От церкви Благовещения перешёл Курицын к Успенскому собору. За ним итальянские мастера Антон и Марк Фрязины новую палату возводили – для пиров и встреч с заморскими послами. Нарекли её Грановитой. Работали споро и слаженно. Не угнаться за ними псковитянам, решил Курицын. Однако время идти к царевне Софье. Колокол на Успенском соборе пробил двенадцать.
О Софье говорили разное. Кто послом папы Римского её называл. – «Унию с католиками приехала готовить», – говорили доброхоты в память о Флорентийской унии, подписанной византийцами с латинянами незадолго до гибели Царьграда. Кто ревнительницей православия нарекал. – Поминали, как легата папского поставила на место сразу по приезде в Москву: «Не пустила латинского попа с крестом своим в наш храм на венчание».

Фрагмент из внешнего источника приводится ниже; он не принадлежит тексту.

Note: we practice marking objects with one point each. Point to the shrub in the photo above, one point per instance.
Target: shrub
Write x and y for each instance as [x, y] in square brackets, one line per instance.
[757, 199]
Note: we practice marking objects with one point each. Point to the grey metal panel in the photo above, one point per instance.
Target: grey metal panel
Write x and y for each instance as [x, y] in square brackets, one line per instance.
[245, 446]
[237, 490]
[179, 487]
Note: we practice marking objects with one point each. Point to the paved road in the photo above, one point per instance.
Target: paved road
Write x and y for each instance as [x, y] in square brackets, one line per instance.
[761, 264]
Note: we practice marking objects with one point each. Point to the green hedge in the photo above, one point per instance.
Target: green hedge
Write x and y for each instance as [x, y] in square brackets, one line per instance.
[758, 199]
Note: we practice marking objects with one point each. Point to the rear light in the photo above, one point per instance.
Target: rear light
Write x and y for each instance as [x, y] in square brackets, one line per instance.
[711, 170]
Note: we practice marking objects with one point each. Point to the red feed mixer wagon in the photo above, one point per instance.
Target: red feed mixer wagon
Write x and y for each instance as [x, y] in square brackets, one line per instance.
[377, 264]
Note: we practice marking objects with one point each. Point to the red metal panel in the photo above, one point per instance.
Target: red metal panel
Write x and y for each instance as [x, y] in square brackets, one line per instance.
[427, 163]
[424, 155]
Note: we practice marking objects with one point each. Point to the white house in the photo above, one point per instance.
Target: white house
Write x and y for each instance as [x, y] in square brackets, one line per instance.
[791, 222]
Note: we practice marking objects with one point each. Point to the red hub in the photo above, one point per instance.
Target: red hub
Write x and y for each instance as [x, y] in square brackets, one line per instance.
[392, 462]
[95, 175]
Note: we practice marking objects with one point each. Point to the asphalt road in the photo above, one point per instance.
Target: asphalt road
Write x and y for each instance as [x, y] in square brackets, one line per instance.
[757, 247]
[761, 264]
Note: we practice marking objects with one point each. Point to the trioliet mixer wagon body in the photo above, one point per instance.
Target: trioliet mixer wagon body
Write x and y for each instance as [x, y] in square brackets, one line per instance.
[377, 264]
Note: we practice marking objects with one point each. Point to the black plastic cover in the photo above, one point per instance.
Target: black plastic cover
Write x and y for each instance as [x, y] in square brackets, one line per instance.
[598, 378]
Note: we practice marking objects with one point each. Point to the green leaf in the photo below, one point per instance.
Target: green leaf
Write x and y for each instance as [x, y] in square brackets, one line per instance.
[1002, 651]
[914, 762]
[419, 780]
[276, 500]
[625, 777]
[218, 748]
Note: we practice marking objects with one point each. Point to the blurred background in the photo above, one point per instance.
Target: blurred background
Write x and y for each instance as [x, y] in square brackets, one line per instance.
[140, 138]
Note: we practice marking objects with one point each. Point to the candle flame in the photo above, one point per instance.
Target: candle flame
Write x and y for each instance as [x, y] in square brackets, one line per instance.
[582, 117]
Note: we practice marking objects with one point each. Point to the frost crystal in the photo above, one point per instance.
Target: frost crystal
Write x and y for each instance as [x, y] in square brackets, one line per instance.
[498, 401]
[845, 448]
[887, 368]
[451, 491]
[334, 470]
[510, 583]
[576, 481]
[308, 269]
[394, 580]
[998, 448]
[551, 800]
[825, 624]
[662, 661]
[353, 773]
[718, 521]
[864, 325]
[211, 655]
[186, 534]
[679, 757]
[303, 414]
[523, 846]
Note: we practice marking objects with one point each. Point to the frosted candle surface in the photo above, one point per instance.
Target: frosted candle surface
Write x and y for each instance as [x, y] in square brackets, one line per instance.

В одном мнении сходились: это уж точно не была Софья красавицей, особливо в сравнении с русскими девицами. Один стихотворец латинский писал своему господину Лоренцо Медичи Великолепному о встрече с ней:
«Я тебе кратко расскажу об этом куполе, или, вернее, об этой горе сала, которую мы посетили. Право, я думаю, что такой больше не сыскать, ни в Германии, ни в Сардинии. Мы вошли в комнату, где сидела эта женщина. Ей есть на чём посидеть… Представь на груди два большие литавры, ужасный подбородок, огромное лицо, пару свиных щёк и шею, погружённую в груди. Два её глаза стоят четырёх. Они защищены такими бровями и таким количеством сала, что плотины реки уступят этой защите. Я не думаю, чтобы ноги её были похожи на ноги Джулио Тощего. Я никогда не видел ничего настолько жирного, мягкого, болезненного, наконец, такого смешного, как эта необычайная. После нашего визита я всю ночь бредил горами масла, жира и сала, булок и другими отвратительными вещами».
Софья уж восемнадцатый год, как живёт в Москве, да, говорят, всё никак не привыкнет к деревянным избам московским, к улицам, не камнем мощённым, а рытвинами да ухабами обустроенными, к длиннобородым боярам в длинных скуфьях до полу.
А к холодам российским как привыкнуть? Кутается Софья в меха соболиные, целыми днями велит топить в покоях своих. Жара стоит такая, что и в баньке не нужно париться.
И бояре московские к Софье никак не привыкнут. Ропщут промеж собой, что кичится гречанка древним родом своим, велит величать себя царевной цареградской, а не Великой княгиней московской. Ненароком увидали, что и письма она подписывает не иначе, как «цареградская царевна Софья». А какая царевна, коль замужем за государем и восемь деток от него имеет!